N’y eût-il même pas de dérèglement du climat en cours que la situation serait déjà critique sur le plan de la perte de biodiversité, de la chute des ressources halieutiques, de l’état des terres agricoles, de l’empoisonnement général des chaînes trophiques, de la pollution atmosphérique, et autres joyeusetés telles que l’épuisement rapide de stocks accessibles de ressources non renouvelables. Du point 19 au point 43 principalement, l’encyclique énumère tous ces points par lequel le monde craque : déprimant ! Tout se passe comme si nous avions décidé de brûler en deux siècles quatre milliards d’années de réserves, « et après on verra, laissez faire, faites confiance ».

Rien d’étonnant à ce qu’un nouveau chapitre de la Doctrine sociale de l’Église s’ouvre par un tableau réaliste et impeccablement documenté de la réalité du monde. C’est bien « dans le monde » qu’il faut aller porter une parole et poser des actes, non dans quelque univers éthéré, intemporel ou abstrait. L’écologie du pape François a les pieds sur terre.

L’originalité, c’est, donc, l’usage d’une approche systémique pour décrypter le phénomène et répondre à la question « que faire ? » Mais en fait, c’est la seule méthode pertinente. Car ce fameux « tout est lié » n’est pas une vue de l’esprit, mais le constat, en soi banal et irréfutable, d’un monde système. C’est vrai d’un point de vue biologique, c’est la réalité des écosystèmes, du climat, des cours d’eau, de la diffusion dans l’eau, le sol, l’atmosphère des différents polluants, c’est vrai aussi d’un point de vue humain ; autrement dit, chaque acte que nous posons engage toute la planète, et ce n’est pas une vue de l’esprit, c’est une réalité économique, écologique et humaine. Ne sommes-nous pas abreuvés d’information sur l’impact que le moindre de nos choix de consommation engendre sur des écosystèmes, des économies, des sociétés, des hommes, à l’autre bout du monde ? La rapidité des échanges, la puissance de nos machines, l’information à la milliseconde fait de nous tous les éléments d’un système : tous en interaction avec tous. Nul ne peut l’omettre sans irresponsabilité crasse.

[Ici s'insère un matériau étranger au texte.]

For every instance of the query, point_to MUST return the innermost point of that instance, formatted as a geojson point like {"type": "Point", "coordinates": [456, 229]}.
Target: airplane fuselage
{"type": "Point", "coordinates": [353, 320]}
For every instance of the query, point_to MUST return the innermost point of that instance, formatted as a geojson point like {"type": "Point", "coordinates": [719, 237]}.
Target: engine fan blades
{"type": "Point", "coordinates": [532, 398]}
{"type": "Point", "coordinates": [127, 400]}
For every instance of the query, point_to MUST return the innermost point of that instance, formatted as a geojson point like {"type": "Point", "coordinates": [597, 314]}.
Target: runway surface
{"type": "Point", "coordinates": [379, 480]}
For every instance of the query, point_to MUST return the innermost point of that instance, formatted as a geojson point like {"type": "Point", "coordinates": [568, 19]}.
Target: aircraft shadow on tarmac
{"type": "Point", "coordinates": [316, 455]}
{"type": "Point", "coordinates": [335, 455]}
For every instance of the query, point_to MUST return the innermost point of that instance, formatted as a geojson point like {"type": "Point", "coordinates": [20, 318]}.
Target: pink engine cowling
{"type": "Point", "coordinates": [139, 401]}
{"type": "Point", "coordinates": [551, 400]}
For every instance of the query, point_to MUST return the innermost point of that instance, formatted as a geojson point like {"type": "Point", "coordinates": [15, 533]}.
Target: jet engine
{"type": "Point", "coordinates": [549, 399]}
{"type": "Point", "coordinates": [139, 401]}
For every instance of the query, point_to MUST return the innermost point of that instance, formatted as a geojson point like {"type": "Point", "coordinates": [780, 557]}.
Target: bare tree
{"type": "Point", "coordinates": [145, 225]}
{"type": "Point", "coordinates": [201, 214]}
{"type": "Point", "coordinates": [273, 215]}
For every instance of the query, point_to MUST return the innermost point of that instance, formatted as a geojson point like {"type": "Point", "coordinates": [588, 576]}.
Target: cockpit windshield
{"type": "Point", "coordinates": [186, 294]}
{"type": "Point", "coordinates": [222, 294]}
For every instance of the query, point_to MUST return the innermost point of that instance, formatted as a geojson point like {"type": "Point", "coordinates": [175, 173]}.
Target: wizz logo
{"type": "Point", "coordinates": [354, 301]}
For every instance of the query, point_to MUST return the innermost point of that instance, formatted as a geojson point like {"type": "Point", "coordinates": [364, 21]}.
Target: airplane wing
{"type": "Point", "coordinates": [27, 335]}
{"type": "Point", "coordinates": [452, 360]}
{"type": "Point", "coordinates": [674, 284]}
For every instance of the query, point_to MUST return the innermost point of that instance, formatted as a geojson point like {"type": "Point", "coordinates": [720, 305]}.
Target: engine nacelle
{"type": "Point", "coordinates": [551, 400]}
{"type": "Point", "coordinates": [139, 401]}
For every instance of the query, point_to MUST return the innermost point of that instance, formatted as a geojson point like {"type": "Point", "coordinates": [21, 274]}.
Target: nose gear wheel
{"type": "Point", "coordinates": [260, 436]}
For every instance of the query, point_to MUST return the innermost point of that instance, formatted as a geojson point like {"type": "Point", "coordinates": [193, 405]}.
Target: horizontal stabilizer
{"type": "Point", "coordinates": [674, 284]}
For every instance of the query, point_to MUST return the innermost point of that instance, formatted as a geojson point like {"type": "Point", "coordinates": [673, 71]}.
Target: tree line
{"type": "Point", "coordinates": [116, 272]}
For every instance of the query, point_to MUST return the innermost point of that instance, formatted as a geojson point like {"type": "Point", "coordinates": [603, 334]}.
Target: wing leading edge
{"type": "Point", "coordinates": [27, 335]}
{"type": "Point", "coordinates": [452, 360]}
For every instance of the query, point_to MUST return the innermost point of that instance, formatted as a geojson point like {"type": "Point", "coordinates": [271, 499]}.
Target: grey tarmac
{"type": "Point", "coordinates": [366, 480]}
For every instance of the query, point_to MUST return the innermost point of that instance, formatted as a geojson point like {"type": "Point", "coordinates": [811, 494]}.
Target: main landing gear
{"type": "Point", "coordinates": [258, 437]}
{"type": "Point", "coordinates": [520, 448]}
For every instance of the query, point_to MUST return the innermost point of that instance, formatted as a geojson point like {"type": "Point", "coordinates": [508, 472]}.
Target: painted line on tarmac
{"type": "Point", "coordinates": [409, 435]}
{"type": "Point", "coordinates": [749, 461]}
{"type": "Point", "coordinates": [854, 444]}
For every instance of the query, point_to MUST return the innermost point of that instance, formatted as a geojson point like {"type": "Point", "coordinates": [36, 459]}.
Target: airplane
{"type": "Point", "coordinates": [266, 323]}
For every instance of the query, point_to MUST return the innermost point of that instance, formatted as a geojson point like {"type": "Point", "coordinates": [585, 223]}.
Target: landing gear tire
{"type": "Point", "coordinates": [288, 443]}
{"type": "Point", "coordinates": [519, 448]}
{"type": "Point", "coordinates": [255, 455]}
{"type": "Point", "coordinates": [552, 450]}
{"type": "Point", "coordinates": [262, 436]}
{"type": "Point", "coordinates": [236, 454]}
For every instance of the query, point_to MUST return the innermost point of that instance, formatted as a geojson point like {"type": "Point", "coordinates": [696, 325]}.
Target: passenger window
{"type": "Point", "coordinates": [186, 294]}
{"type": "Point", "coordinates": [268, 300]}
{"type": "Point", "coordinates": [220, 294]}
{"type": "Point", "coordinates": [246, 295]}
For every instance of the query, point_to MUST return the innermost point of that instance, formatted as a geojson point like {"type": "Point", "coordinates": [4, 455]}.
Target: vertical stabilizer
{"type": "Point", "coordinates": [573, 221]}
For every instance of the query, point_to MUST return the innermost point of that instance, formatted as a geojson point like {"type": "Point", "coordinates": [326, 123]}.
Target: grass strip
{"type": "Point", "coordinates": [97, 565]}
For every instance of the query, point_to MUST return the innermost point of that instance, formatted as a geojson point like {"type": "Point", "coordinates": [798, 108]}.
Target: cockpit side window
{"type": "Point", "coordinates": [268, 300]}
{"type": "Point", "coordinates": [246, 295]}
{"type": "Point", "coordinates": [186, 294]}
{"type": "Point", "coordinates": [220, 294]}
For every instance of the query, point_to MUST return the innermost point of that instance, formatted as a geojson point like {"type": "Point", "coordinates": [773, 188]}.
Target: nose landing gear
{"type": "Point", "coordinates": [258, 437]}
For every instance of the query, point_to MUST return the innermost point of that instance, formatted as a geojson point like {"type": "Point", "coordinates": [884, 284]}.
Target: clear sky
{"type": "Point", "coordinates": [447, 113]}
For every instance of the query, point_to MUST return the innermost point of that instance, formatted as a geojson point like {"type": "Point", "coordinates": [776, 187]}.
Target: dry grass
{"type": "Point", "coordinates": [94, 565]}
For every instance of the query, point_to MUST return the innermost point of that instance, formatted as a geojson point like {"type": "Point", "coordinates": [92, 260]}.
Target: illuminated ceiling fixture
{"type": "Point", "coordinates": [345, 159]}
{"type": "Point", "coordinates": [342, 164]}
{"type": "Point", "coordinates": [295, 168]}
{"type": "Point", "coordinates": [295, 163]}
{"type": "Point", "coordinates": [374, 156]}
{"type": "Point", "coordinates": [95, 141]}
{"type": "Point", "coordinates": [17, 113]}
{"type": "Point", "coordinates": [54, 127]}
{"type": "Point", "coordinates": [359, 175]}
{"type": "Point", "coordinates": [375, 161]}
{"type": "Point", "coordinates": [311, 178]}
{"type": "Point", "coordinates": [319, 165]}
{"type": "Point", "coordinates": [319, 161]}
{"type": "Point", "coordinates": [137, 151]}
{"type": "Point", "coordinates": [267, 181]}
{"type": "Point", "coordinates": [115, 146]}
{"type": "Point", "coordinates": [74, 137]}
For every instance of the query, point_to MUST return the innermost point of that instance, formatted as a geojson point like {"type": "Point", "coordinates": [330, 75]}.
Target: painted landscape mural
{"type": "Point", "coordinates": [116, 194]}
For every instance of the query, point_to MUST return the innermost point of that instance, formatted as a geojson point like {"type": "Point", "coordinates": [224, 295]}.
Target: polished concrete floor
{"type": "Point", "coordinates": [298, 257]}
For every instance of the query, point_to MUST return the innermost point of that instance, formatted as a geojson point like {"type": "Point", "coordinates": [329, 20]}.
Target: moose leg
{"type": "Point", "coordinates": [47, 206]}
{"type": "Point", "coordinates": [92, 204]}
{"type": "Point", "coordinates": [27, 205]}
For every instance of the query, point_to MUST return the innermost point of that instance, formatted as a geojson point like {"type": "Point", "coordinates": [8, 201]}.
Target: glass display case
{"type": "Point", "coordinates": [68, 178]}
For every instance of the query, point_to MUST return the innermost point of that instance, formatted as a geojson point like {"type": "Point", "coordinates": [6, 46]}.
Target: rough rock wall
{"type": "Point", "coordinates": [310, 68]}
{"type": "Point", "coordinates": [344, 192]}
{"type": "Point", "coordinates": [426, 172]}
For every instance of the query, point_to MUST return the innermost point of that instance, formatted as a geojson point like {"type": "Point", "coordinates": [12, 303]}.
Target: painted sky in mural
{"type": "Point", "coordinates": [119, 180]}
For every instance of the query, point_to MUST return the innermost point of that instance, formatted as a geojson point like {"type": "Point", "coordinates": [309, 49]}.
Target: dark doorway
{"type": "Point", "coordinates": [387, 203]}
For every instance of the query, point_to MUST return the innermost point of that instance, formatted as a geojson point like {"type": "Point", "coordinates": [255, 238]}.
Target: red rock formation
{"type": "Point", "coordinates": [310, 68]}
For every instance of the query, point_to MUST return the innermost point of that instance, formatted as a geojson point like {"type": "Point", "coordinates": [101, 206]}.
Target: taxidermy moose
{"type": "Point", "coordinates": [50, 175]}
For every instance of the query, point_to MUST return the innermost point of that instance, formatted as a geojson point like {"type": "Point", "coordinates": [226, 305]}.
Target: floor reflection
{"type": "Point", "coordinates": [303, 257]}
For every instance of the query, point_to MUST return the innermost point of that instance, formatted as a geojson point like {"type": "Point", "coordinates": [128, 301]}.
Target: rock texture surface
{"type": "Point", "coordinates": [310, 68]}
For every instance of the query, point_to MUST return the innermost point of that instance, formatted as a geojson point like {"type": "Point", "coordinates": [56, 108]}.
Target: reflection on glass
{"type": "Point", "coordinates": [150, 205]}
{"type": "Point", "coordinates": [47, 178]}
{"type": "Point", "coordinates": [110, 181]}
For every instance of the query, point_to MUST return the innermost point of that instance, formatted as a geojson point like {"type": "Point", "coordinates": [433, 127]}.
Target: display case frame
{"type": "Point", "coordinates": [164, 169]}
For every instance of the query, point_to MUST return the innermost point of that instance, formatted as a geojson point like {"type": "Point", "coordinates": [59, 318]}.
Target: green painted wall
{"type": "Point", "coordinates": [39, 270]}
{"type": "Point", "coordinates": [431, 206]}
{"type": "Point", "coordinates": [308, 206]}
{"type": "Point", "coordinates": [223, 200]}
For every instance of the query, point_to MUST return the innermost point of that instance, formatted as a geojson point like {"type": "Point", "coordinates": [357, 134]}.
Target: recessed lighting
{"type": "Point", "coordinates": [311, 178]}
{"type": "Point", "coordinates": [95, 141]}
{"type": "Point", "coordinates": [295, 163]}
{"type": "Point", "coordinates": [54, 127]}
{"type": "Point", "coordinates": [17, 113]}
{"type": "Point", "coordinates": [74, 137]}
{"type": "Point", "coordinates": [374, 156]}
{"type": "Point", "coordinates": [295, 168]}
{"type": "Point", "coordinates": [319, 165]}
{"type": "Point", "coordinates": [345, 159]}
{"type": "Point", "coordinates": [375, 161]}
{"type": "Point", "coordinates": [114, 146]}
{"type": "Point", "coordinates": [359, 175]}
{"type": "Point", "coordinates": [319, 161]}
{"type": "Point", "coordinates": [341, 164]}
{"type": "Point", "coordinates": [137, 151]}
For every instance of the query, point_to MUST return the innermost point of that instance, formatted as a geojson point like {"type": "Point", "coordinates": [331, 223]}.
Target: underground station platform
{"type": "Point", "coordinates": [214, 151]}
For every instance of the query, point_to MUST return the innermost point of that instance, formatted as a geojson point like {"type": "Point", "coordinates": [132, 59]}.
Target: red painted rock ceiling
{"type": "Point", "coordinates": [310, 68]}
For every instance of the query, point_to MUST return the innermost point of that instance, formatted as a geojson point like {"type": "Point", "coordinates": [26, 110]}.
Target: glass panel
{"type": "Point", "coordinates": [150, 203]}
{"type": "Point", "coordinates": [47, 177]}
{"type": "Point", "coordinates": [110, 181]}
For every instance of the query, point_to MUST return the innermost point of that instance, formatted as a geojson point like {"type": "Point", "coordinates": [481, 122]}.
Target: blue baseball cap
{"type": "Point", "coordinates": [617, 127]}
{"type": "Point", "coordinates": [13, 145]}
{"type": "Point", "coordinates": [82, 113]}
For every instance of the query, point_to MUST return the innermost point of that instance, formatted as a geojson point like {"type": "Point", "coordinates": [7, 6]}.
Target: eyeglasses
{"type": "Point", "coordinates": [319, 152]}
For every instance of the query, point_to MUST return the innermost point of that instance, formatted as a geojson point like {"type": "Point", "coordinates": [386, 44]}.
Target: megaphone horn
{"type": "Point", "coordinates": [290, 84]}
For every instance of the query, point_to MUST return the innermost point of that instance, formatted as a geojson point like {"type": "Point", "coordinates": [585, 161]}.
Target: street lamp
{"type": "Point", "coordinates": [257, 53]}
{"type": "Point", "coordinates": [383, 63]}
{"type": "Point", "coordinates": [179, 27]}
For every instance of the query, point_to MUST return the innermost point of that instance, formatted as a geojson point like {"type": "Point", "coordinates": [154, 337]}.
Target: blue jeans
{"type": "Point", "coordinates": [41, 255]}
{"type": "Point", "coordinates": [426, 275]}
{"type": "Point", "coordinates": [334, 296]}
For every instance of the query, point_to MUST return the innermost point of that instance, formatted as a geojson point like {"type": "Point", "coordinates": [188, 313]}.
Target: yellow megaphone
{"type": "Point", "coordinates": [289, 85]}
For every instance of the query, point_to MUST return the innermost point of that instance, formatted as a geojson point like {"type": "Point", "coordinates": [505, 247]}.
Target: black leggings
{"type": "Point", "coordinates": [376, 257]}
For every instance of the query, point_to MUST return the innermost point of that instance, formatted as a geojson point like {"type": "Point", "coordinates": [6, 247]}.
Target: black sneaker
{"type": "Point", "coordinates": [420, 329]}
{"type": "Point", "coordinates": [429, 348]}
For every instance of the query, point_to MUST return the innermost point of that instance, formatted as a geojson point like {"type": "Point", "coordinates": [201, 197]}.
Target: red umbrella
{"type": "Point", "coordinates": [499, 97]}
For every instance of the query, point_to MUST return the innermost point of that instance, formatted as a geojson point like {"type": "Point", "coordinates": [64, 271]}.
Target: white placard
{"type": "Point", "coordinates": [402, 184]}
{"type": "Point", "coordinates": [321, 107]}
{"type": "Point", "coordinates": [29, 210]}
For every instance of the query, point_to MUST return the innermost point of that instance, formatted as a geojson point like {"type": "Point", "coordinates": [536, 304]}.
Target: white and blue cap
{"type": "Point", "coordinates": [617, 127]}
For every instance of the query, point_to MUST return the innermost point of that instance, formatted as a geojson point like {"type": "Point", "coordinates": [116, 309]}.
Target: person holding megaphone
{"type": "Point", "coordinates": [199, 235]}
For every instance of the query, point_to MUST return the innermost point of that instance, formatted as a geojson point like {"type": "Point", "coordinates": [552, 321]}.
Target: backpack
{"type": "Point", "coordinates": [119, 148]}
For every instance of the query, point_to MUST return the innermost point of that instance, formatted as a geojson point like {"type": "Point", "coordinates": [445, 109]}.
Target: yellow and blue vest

Pourquoi cet exposé qu’on pourrait juger loin de la doctrine chrétienne ou de la théologie ? Ce n’est pas, comme certains l’ont prétendu avec mépris, que François se soit « laissé entraîner par l’air du temps ». C’est qu’il ne s’agit pas uniquement de « petits oiseaux ».Des points 43 à 59, le réquisitoire s’abat, implacable : d’une manière tout aussi scientifique, ce sont les conséquences sur les hommes qui sont énumérées, démontrées, martelées. Où l’oiseau et l’abeille disparaissent, le pauvre meurt de faim.

Cet exposé scientifique, auquel ne manquent, intemporalité oblige, que des chiffres, est une démonstration, qui enracine dans la réalité de notre temps l’action chrétienne, l’action en faveur de la dignité inaltérable de tout homme. Or, aujourd’hui, c’est par là qu’elle est attaquée. L’écologie n’est ni une idéologie, ni une option politique ou spirituelle pour nantis au ventre plein : les faits sont là. Défendre le droit à la vie de l’embryon n’a plus de sens, si par ailleurs nos choix politiques et économiques le font naître dans un univers de misère où quelque eau souillée de métaux lourds abrègera bien vite son existence. « Mettre l’humain au centre » est incohérent et absurde s’il s’agit de « créer des emplois » qui par leur nature, leur implantation, leur impact, leurs sous-produits, les conditions de travail qu’ils offrent menacent la santé voire la survie même de leur titulaire, de sa famille, de son prochain.

L’état de la planète est tel que l’homme ne peut plus être sauvé si le reste ne l’est avec lui : cours d’écologie, premier chapitre.

L’écologie, conformément aux Écritures

Ce cours d’écologie se double d’un cours de théologie, sur lequel je ne vais pas revenir, car telle n’est pas ma spécialité. Retenons-en principalement que la réalité écosystémique trouve un parallèle dans la vérité théologique. Le projet de Dieu n’est pas un homme isolé, abstrait, déconnecté : l’homme n’est pas un ange (même déchu). C’est une créature concrète, entourée d’autres ; il a émergé de la foule de ces autres au terme de milliards d’années de patiente évolution ; tout ceci n’est pas que décorum inutile. Toute la Création est très bonne ; quoique blessée par le péché de l’homme, toute la Création est concernée par l’Alliance divine qui suit le Déluge ; enfin, toute entière, elle aspire au Salut.
Ces vérités pressenties par Hildegarde de Bingen ou François d’Assise ont dû attendre, pour nous frapper en pleine figure, que notre toute-puissance vienne menacer l’existence même de tout ce qui vit. Elles n’en étaient pas moins écrites. Ce rappel n’a rien d’une concession à l’air du temps.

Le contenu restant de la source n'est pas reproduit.